When Linda Krienke's husband, Howie, was a child, his family's holiday decorations included a plastic church that lit up and played "Silent Night." "After his parents died, the family decided he should have it, since he became a pastor," she wrote. Krienke keeps the little church up all year in her Minnetonka home, inspired by a sermon Howie once preached: "that we should leave one decoration up to remind us of Christmas all year long."
Stephanie Yant's most cherished ornament has a tragic story. In 1976, Yant was a college student on her way to Key West, Fla., for the holidays. Her parents met her plane in Miami, but on the way back down the Keys, their car was hit head-on by a drunk driver. Yant's mother was killed instantly, while Yant and her father were severely injured. Both spent weeks in the hospital. When they returned home, there were gifts waiting under the tree, including a colorful bird ornament, chosen by her mother, along with a note reminding her to never forget Christmas 1976. "This note and ornament has become a cherished, but sad piece of my past and is the first ornament to be placed on our family's tree every year," she wrote.
Kathleen Dreis Lange's Christmas memories include shopping at the Five and Dime on 48th and Chicago with her sister, Wendy, and brother, Tim.

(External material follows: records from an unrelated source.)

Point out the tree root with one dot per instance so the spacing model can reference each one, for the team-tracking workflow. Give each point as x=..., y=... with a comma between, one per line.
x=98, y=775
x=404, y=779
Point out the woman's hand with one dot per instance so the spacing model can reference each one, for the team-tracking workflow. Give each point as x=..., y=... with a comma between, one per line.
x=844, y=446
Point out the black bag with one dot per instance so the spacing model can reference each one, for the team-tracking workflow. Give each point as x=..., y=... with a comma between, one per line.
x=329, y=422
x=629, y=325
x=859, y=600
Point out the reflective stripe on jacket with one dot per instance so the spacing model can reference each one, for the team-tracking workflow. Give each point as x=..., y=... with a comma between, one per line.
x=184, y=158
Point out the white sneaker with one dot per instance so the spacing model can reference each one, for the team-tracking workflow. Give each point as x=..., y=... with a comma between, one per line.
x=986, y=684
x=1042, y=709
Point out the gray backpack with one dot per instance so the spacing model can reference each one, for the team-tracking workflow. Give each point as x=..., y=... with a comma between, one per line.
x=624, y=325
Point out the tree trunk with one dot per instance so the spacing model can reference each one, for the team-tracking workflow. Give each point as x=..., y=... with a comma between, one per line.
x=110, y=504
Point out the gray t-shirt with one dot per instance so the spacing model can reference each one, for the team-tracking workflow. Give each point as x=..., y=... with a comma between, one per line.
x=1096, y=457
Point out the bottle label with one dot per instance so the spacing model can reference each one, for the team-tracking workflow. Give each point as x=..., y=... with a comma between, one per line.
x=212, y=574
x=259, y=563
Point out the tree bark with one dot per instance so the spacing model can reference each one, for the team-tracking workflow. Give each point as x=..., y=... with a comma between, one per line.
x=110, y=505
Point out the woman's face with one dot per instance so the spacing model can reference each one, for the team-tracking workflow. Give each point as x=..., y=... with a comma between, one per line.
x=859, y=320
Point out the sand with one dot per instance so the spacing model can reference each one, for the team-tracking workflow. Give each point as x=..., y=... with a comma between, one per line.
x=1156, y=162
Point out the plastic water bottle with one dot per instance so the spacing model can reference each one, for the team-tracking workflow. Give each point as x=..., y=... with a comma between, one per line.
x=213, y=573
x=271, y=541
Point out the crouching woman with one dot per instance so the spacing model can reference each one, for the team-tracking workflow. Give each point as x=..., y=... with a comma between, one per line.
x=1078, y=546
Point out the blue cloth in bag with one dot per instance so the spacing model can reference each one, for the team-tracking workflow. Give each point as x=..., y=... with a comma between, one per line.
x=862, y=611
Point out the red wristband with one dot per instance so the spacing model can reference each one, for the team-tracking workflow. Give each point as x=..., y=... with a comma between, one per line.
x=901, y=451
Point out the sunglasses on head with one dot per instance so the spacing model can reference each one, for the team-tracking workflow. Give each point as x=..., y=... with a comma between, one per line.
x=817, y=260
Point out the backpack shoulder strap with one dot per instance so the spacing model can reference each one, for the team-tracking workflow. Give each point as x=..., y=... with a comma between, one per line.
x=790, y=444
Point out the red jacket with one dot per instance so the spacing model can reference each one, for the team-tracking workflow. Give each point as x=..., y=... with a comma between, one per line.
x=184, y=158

They would pool their money and spend hours discussing the perfect gifts for their parents. But one year, "Tim broke rank and decided to buy something for Mother on his own. My sister and I were aghast! What! The three of us not give Mother her annual gift of Maybelline Cake Mascara and Brush in the little red plastic case?" Tim could not be deterred and proceeded to buy the cardboard Santa and sleigh, marked 39 cents on the bottom, with six tiny reindeer, which their mother displayed every Christmas. Lange's father, mother and brother are all gone now, but she has continued the tradition in memory of her loved ones and Christmases past. She included a postscript: "Little did we know ... my Mother did not wear mascara."